This report will conduct exploratory data analysis using data from FiveThirtyEight’s ‘elements-by-episode’ dataset. This dataset tracks 67 different elements found in Bob Ross paintings featured in the TV show, “The Joy of Painting”. For more information about this dataset and a statistical analysis of the work of boss, please see this article.
To better understand the dataset, we can run the following to return
a vector showing how many rows and columns are within our dataset titled
data:
dim(data)
## [1] 403 69
To view summary statistics for the first six columns of the dataframe
data, we run the following:
summary(data[1:6])
## EPISODE TITLE APPLE_FRAME AURORA_BOREALIS
## Length:403 Length:403 Min. :0.000000 Min. :0.000000
## Class :character Class :character 1st Qu.:0.000000 1st Qu.:0.000000
## Mode :character Mode :character Median :0.000000 Median :0.000000
## Mean :0.002481 Mean :0.004963
## 3rd Qu.:0.000000 3rd Qu.:0.000000
## Max. :1.000000 Max. :1.000000
## BARN BEACH
## Min. :0.00000 Min. :0.000
## 1st Qu.:0.00000 1st Qu.:0.000
## Median :0.00000 Median :0.000
## Mean :0.04218 Mean :0.067
## 3rd Qu.:0.00000 3rd Qu.:0.000
## Max. :1.00000 Max. :1.000
For the columns that describe the paintings, the data are binary, meaning if an element is present in the painting, the value will be recorded as 1. If the element is not present, the value will be 0. Since there are 69 columns present, it may be better to focus on a particular element, such as whether the paintings are framed.

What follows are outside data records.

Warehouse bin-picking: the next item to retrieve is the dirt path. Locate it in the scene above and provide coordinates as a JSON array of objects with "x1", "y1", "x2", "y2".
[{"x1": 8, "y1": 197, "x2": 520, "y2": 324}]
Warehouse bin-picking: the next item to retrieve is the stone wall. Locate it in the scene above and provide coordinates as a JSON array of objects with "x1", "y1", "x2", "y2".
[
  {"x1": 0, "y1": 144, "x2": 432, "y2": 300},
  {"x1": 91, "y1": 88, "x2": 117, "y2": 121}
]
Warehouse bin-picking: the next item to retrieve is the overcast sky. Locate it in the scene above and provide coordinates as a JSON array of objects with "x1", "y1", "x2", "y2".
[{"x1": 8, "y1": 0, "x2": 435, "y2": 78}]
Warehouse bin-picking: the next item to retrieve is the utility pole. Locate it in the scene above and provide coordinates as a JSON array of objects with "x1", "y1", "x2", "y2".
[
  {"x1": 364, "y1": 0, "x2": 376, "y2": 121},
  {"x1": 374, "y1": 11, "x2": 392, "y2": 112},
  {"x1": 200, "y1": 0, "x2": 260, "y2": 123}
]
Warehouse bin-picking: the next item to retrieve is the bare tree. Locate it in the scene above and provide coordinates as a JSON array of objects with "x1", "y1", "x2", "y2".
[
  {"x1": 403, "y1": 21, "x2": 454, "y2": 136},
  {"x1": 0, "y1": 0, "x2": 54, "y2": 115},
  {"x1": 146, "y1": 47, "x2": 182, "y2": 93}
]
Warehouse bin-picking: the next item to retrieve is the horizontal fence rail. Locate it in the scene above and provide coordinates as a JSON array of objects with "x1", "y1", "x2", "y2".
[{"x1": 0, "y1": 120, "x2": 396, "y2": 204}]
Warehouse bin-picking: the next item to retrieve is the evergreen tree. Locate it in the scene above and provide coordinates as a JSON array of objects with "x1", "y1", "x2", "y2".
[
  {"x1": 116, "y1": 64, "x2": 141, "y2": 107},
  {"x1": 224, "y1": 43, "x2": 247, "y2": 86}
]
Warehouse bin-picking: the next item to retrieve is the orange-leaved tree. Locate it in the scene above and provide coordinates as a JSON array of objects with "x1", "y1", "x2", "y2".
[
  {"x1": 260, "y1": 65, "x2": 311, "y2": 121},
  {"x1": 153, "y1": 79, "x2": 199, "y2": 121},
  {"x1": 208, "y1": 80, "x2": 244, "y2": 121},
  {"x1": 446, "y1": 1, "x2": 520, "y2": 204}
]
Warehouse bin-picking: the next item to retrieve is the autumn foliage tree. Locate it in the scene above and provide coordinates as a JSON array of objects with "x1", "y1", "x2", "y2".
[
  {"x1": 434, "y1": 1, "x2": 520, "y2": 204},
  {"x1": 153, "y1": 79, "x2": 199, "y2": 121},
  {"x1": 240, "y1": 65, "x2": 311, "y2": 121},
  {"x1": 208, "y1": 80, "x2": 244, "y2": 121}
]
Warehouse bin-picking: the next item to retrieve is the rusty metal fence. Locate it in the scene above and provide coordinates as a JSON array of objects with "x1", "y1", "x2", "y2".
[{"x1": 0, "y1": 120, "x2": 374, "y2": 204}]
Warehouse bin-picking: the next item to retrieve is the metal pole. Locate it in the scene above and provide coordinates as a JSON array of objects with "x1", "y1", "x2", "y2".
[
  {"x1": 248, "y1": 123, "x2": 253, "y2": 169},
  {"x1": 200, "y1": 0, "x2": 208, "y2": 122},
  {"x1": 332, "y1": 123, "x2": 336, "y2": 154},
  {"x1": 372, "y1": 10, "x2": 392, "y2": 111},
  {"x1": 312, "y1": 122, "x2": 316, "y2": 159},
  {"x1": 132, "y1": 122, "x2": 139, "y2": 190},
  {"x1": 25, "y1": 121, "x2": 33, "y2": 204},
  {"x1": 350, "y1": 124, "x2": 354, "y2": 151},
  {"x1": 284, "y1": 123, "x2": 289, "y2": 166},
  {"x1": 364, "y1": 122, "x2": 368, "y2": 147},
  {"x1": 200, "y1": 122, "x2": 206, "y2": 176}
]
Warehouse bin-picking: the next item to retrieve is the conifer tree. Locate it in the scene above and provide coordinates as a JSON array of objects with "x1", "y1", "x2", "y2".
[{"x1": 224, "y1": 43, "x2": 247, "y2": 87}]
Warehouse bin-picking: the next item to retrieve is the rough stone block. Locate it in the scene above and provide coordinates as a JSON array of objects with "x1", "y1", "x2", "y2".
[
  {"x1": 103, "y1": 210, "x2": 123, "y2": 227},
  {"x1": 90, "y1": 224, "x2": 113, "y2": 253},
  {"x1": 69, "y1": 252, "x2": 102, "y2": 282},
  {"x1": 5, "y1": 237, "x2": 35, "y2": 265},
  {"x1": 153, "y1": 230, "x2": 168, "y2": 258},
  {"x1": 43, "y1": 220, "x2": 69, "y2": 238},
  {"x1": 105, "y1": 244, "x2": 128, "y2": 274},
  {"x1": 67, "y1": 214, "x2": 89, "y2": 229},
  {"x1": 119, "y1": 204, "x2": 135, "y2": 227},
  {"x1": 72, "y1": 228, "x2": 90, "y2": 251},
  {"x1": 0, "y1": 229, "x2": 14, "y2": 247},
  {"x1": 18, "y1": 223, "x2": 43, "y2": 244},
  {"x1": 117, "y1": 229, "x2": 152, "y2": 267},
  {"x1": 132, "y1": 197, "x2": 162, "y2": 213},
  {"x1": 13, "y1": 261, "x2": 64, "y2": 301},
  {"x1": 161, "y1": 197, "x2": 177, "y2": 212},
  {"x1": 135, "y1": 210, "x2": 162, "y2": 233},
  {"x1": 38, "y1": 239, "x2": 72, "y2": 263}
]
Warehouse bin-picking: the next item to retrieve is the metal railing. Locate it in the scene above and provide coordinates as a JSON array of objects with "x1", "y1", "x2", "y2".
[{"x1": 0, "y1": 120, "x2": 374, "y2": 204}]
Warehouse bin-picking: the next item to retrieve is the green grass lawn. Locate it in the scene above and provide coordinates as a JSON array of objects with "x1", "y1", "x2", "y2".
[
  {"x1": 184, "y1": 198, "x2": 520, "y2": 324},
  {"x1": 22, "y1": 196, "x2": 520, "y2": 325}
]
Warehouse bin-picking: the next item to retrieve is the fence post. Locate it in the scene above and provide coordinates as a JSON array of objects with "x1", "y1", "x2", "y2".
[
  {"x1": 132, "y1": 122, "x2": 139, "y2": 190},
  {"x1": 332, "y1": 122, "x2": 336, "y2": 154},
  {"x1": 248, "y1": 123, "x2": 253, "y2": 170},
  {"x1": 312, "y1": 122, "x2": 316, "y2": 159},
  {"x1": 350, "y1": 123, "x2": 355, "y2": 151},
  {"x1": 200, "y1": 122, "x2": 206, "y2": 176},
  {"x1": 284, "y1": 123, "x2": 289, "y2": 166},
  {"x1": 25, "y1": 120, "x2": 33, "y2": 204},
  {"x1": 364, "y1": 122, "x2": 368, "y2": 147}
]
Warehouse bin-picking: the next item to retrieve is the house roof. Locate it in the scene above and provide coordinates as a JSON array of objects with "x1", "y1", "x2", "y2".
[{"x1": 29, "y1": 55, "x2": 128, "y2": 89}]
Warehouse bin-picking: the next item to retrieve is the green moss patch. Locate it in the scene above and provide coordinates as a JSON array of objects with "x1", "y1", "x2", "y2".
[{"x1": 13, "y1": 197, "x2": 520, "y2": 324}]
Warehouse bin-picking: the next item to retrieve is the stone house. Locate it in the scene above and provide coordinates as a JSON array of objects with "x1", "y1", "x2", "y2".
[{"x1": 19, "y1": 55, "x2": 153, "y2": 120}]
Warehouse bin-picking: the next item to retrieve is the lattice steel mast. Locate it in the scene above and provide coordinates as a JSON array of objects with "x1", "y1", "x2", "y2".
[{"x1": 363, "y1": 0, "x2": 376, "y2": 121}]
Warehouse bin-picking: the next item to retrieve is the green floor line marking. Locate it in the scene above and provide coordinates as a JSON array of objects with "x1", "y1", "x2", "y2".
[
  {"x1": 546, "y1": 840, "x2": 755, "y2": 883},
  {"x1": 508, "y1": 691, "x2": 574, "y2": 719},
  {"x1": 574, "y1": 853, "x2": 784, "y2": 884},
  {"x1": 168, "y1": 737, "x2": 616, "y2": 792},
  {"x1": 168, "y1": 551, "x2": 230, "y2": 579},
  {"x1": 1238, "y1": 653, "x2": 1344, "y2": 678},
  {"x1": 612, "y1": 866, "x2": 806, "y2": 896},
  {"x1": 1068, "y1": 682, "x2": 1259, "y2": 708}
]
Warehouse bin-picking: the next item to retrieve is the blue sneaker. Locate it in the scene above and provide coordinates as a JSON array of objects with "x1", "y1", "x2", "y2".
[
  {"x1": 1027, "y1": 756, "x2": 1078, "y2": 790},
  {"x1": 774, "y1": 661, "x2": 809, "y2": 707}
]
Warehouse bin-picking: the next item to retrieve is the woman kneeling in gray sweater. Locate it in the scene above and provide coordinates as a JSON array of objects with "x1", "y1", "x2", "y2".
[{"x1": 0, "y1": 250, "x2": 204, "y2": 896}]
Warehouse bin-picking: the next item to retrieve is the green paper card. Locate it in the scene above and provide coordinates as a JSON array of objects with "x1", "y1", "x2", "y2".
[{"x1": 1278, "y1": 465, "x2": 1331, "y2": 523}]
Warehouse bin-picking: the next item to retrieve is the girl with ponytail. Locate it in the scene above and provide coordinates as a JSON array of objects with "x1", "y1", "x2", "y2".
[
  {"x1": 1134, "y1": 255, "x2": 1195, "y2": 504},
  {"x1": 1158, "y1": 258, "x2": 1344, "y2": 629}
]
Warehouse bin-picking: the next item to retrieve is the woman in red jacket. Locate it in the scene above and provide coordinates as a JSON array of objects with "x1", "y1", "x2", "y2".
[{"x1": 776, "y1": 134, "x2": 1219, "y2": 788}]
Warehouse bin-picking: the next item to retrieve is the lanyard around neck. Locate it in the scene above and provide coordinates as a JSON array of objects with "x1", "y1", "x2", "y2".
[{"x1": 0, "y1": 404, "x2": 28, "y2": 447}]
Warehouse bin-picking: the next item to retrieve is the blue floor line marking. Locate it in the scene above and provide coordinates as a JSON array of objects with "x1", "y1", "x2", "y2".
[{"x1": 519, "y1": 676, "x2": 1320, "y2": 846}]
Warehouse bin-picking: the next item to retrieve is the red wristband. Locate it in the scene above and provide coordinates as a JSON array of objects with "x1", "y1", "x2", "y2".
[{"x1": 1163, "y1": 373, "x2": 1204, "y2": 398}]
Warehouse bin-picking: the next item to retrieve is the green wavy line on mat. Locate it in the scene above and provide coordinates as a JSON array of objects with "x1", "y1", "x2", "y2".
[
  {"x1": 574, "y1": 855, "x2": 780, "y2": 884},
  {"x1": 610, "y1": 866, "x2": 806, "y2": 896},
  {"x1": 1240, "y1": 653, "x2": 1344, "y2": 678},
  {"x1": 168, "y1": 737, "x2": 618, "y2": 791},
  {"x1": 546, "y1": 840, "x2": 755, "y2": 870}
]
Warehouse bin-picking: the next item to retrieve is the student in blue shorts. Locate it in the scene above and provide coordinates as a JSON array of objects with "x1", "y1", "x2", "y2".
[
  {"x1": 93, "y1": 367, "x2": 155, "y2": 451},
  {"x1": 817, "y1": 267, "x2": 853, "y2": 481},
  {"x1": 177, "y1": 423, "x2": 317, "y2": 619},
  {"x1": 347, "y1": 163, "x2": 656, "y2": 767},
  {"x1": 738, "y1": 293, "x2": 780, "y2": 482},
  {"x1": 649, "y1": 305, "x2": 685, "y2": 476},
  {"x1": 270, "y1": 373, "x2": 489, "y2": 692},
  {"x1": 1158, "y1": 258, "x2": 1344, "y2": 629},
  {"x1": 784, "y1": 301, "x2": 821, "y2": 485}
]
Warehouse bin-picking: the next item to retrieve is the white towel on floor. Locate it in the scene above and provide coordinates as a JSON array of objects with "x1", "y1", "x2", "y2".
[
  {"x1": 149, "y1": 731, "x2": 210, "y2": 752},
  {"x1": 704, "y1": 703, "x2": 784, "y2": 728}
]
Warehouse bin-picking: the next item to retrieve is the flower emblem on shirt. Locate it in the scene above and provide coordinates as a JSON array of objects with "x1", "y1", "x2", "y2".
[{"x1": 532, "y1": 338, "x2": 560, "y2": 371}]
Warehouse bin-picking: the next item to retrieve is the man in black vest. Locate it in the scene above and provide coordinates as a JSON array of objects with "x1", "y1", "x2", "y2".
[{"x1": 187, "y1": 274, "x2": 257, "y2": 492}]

Currently, the data are at the episode level, meaning each row depicts the elements of a painting present in a given episode. For this report, we are exploring which paintings are framed and will add a column that records which season the painting was featured in:
# creating a new column titled 'SEASON'
data_v2 <- data |>
mutate(SEASON = substr(EPISODE, 2,3))
# selecting columns that contain the term FRAME
data_v3 <- data_v2 |>
select(EPISODE,TITLE,SEASON, contains("FRAME"))
To calculate the percentage of total episodes that include a framed painting, and the percentage of total episodes that include an unframed painting we run the following:
# calculating sum of framed paintings
sum(data_v3$FRAMED == 0)/sum(data_v3$FRAMED == 0|1)*100
## [1] 86.84864
# calculating sum of unframed paintings
sum(data_v3$FRAMED == 1)/sum(data_v3$FRAMED == 0|1)*100
## [1] 13.15136
Bob Ross did not typically frame his paintings. Frames were only featured in about 13% of the episodes. Additionally, Bob Ross did not feature a framed painting until Season 4, using a circle frame. When Bob Ross incorporated a frame for a featured painting, he most commonly used the oval frame.